Even though a mortgage loan is a secured loan, bare in mind that a past bankruptcy will show on your credit report when you apply for a refinance home loan. You need to show the lender that you have an impeccable credit behavior since then. In order to do so there are a few things that you should do: Make sure you pay your bills on time and never (absolutely never) miss a payment. This will look good on your credit history. Also, if you can’t get approved for an unsecured credit card, get a secured credit card so you can establish a credit history of timely payments with a credit card.

Searching for the right lender

Finding the right lender is not an easy task, but can be achieved with patience and proper research. Contact as many lenders as possible in order to get loan quotes from them. You can search the net for refinance mortgage loan lenders. However, make sure that by filling their forms you are not authorizing them to pull your credit report. Instead contact someone in the lending institution and ask for an informal quote. You’ll tell him your true credit situation and he will give you an approximate quote. This way you’ll have an idea of what you will be facing but you’ll avoid too many credit pulls showing on your credit report which would otherwise affect your credit negatively.

Once you’ve decided which lender is best for you, you can apply for a refinance mortgage loan. Bear in mind that since you’ve gone through a bankruptcy recently, the interest rate on your loan may be higher than regular home loan, however, if your monthly payments are too high you can extend the loan repayment program in order to reduce them. Once you’ve recovered your credit score you’ll be able to refinance your loan again and get better terms. But in the meantime, this refinance loan will help you improve your credit score and recover from bankruptcy.

By: Mary Wise

Do You Need a Mortgage Refinance Loan?

Monday, 26. April 2010



Is your home loan interest rate higher than the national average? Is your home in need of some much-needed repairs or are you in need of some extra money to pay off credit cards or other bills? A mortgage refinance loan may be exactly what you need to take care of these needs and any others that you might think of.

If your interest rate is higher than normal, it is a good idea to refinance your loan. A lower interest rate can make your monthly payment lower and easier to manage. If you are having financial difficulties, this can be especially helpful. If your finances are pretty steady, then you may be able to get a shorter-term loan when you refinance so your loan will be paid off much sooner. This is great if you are planning to stay in your home for the rest of your life or for longer than the length of the loan. If you are planning to move within ten years, then a shorter-term loan will most likely not be as important to you as a lower payment would be.
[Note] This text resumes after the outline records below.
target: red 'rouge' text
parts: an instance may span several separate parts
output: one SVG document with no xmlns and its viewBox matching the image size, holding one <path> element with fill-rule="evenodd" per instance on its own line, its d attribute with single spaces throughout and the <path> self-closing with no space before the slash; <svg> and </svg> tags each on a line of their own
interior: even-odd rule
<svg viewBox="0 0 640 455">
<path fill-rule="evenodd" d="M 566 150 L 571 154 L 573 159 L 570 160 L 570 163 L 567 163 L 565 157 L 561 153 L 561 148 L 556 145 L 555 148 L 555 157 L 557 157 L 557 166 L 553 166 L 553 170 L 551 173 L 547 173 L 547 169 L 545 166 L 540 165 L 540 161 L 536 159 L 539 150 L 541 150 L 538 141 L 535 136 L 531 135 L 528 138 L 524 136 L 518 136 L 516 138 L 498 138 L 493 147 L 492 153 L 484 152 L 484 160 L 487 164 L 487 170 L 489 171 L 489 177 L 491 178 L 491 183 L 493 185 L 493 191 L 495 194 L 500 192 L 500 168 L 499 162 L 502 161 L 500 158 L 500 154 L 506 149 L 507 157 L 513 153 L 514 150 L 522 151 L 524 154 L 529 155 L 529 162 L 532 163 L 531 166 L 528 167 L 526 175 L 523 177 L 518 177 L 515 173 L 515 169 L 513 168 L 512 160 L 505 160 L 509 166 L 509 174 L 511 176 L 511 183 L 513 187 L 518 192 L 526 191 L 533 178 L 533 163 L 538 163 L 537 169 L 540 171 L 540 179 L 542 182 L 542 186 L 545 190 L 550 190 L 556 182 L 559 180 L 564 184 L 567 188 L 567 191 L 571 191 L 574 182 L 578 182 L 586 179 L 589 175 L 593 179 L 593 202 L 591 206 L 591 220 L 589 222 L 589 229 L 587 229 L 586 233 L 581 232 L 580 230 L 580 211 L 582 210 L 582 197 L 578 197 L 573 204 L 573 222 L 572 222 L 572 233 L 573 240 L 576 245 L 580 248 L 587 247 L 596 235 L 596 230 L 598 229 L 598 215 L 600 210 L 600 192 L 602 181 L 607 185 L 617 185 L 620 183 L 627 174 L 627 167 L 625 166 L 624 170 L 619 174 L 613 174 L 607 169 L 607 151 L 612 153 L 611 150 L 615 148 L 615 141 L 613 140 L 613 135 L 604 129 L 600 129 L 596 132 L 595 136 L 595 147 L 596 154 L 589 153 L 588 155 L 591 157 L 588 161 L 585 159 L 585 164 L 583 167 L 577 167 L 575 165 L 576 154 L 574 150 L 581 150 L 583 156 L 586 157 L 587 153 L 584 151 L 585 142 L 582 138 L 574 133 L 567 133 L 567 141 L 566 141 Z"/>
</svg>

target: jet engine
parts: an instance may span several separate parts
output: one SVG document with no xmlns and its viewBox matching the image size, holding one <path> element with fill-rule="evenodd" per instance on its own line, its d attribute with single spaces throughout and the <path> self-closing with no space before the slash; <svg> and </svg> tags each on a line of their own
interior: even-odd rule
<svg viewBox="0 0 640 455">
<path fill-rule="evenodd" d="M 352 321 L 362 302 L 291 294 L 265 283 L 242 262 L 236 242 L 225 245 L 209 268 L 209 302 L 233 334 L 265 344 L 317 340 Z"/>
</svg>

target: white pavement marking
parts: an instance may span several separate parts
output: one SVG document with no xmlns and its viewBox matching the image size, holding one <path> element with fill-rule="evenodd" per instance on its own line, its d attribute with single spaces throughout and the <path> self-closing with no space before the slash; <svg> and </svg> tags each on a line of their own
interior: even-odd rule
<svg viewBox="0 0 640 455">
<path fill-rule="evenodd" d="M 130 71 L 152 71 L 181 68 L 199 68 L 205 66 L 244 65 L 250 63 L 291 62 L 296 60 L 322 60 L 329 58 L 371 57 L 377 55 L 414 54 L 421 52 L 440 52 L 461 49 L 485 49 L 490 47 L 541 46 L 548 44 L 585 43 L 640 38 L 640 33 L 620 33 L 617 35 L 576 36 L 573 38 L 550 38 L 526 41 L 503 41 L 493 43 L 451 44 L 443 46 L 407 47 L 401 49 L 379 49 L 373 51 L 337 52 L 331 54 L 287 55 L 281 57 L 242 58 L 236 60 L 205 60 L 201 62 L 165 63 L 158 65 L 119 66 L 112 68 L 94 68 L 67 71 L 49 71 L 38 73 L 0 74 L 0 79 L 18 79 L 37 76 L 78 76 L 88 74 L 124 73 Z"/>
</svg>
If you are in need of some money to pay off credit cards, make needed home repairs, or even to take a vacation, then you might want to consider refinancing your home. You first need to find out if you have any equity built up in your home. Equity is the value of your home versus the amount that you own on your house. Let us say that your home is now worth $125,000 ten years after you purchased it and you owe your lender $95,000. The equity that you have is $30,000. You can borrow up to $125,000 against your home and can use the $30,000 equity for repairs, bills, or anything else. You need to decide if your intended use is worth you refinancing your loan for 15 years or more. The good thing about home loans is that they are tax-deductible in most cases, so this may be a good benefit for you.

Refinancing will mean that in most cases you are starting your payment term all over again. This is something that you need to keep in mind before signing on the dotted line. You need to know all of your options before you decide that this is your only option. Home loan refinancing is a big business and many companies will offer you the moon to get you to refinance. You need to take into account the closing costs and fees of the loan to ensure that it is a right choice for you.

If you do all of your research and come to the conclusion that refinancing is right for you then you need to find a lender that you are comfortable with. Check around to several different lenders to find the best interest rate for your loan to ensure that you are getting the best deal. Then you are sure to find a mortgage refinance loan that you are satisfied and happy with!

By: Paul Heath

Bad Credit Mortgage Refinance Loan – How to Get One Even If You Have a Bad Credit Score

Monday, 12. April 2010



Having a low FICO score may limit a person’s options in refinancing, but today one can easily get a chance to refinance through bad credit mortgage refinance loans. These kinds of loans may come in different forms. Depending on what kind of equity a person has, his standing with the lending agency will be raised somewhat since this acts as a form of security for the kind of loan that he applies for.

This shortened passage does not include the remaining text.